From my own testing sort -u seems slightly slower on my RT3200:

awk:
real    0m 4.25s
user    0m 3.01s
sys     0m 1.19s

sort -u:
real    0m 4.72s
user    0m 4.60s
sys     0m 0.07s

Wizballs · November 20, 2023, 10:25am

Confirmed, I think this is the answer. Nice one

without any compression and monitoring via: htop -d 1

16mb blocklist, every line has been doubled

awk '!seen[$0]++' /tmp/oisd.txt > /tmp/oisd.out
8 seconds, 24mb VIRT memory use

sort -u /tmp/oisd.txt > /tmp/oisd.out
6 seconds, 29mb VIRT memory use

8mb blocklist, all unique and no doubles:

awk '!seen[$0]++' /tmp/oisd.txt > /tmp/oisd.out
6 seconds, 24mb VIRT memory use

sort -u /tmp/oisd.txt > /tmp/oisd.out
1 seconds, 15mb VIRT memory use

Lynx · November 20, 2023, 10:27am

Doesn't this reflect a mixed bag though - e.g. sort in your second command there had 29mb VIRT vs awk's 24mb VIRT? And in my run sort -u took longer? I'm using busybox awk by the way.

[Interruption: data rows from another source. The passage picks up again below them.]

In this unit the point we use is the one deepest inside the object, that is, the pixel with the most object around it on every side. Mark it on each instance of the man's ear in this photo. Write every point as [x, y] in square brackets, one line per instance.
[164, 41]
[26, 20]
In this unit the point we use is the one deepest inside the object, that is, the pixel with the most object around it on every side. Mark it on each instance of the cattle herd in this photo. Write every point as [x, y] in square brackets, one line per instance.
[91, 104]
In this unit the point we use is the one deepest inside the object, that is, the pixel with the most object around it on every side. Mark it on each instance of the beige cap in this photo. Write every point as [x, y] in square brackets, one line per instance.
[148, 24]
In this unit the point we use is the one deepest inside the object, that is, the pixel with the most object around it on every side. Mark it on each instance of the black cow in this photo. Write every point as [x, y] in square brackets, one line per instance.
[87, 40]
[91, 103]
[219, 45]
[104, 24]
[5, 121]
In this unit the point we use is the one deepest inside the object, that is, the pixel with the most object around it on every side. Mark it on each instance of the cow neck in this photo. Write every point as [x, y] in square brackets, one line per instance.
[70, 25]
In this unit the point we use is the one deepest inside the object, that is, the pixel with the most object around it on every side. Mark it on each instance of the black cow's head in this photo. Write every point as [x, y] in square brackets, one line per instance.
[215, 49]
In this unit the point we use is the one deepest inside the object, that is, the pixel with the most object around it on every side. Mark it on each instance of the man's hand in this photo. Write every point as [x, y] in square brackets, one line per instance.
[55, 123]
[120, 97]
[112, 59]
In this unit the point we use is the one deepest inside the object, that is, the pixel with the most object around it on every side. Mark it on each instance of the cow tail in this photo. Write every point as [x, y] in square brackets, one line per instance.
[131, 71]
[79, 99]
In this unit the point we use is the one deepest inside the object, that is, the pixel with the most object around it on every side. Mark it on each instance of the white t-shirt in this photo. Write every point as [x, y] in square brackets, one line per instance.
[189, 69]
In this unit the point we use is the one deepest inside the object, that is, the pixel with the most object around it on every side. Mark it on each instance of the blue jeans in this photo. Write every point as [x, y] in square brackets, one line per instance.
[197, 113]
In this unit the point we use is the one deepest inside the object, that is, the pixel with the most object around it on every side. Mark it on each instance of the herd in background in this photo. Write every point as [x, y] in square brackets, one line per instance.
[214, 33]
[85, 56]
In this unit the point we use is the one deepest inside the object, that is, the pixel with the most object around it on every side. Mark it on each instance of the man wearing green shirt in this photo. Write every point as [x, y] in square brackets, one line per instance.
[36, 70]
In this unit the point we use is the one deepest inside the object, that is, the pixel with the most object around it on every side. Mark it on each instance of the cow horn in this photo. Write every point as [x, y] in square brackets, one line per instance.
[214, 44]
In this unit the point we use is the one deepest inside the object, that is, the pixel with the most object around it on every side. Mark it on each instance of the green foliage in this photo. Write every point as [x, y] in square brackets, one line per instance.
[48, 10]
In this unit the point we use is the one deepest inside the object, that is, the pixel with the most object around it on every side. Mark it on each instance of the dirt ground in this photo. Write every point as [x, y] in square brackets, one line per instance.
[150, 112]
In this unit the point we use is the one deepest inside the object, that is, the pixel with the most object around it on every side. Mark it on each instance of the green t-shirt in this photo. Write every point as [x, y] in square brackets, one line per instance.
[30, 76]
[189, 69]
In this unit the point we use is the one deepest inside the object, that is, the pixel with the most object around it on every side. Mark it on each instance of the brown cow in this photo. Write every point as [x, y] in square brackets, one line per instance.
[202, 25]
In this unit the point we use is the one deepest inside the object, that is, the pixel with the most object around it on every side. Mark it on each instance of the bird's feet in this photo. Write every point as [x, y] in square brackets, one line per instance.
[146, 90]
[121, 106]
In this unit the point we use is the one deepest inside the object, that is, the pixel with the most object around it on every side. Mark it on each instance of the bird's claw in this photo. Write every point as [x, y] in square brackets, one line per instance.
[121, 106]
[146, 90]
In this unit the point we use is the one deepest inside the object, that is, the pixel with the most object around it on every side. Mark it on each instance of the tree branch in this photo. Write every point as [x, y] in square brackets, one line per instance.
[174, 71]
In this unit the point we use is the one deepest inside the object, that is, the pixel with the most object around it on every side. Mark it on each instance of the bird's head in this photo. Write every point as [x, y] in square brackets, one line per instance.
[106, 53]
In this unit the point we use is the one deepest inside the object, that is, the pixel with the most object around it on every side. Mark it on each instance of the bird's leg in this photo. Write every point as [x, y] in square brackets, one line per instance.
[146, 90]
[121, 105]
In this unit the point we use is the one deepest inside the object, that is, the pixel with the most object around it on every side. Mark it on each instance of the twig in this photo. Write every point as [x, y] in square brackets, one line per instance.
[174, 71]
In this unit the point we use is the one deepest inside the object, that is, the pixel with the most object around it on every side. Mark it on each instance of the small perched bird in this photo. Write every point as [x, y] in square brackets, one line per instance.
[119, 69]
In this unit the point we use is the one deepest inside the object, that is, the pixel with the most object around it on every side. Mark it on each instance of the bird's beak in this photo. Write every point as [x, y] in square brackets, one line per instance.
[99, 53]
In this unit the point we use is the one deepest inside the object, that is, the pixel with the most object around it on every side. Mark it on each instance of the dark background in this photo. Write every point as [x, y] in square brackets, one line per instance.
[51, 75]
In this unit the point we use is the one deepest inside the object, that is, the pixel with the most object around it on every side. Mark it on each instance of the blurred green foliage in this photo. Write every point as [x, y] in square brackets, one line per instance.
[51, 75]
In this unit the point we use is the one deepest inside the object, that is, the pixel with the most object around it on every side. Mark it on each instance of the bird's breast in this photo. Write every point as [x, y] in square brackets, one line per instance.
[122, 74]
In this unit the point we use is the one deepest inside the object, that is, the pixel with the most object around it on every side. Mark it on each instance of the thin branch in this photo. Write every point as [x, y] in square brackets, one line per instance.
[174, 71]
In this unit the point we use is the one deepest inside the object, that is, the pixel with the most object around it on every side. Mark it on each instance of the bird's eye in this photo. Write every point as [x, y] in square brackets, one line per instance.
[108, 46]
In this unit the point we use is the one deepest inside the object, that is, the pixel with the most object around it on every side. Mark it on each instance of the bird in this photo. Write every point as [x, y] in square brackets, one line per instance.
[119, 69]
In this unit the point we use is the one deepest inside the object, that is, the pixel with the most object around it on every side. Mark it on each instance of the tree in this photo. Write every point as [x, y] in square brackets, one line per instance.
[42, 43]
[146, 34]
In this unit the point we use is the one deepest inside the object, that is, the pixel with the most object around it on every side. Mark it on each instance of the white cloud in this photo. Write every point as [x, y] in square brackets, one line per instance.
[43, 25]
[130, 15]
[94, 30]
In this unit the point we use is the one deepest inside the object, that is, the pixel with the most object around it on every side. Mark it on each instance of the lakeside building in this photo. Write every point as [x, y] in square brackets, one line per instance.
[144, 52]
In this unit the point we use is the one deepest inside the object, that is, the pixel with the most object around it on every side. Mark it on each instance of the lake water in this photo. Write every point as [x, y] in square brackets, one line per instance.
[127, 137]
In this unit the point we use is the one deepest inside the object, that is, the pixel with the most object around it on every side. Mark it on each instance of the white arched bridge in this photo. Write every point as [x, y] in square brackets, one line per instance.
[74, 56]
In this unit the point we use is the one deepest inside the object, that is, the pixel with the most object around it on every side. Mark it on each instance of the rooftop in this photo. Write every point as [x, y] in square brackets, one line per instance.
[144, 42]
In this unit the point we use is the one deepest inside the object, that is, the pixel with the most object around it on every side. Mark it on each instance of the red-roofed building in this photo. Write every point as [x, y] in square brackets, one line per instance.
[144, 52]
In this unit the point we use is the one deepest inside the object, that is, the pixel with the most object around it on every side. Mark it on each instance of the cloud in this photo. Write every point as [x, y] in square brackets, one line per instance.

Wizballs · November 20, 2023, 10:29am

I'll try a real word test of hagezi end oisd combined next. Just need 30 mins

Lynx · November 20, 2023, 10:31am

Mine was real-world above with both combined. 4 to 5 seconds seems nice with my RT3200! But more testing is needed.

@mth404 thank you for coming on with all of these great ideas. This has been fun.

With dnsmasq once it has been loaded with a blocklist in /tmp can't that blocklist actually be deleted? So an alternative might be simply to compress the blocklist following restart?

I'm still interesed to know if piping decompressed data from compressed file through awk or sort actually results in less memory usage for the full run or not.

Wizballs · November 20, 2023, 11:21am

Ok both OISD and Hagezi on an r7800 (mine is limited to 1400mhz instead of default 1700mhz, easily covers my 100/40 connection)

awk '!seen[$0]++' /tmp/oisd.txt > /tmp/oisd.out
9 seconds, mb 44mb VIRT memory use

sort -u /tmp/oisd.txt > /tmp/oisd.out
7 seconds, 28mb VIRT memory use

I suspect a highly unorganised list(s) might impact sort -u moreso, but it does seem to be the better option in most circumstances

Wizballs · November 20, 2023, 11:23am

This was discussed waaaaay back in the early days, but it was generally agreed to leave it in /tmp/dnsmasq.d/ incase of an unexpected dnsmasq restart.

dave14305 · November 20, 2023, 11:35am

There is also this feature of dnsmasq to consider.

--conf-script=<file>[ <arg]
Execute <file>, and treat what it emits to stdout as the contents of a configuration file. If the script exits with a non-zero exit code, dnsmasq treats this as a fatal error. The script can be passed arguments, space seperated from the filename and each other so, for instance --conf-dir=/etc/dnsmasq-uncompress-ads /share/ads-domains.gz

with /etc/dnsmasq-uncompress-ads containing

set -e
zcat ${1} | sed -e "s:^:address=/:" -e "s:$:/:"
exit 0

and /share/ads-domains.gz containing a compressed list of ad server domains will save disk space with large ad-server blocklists.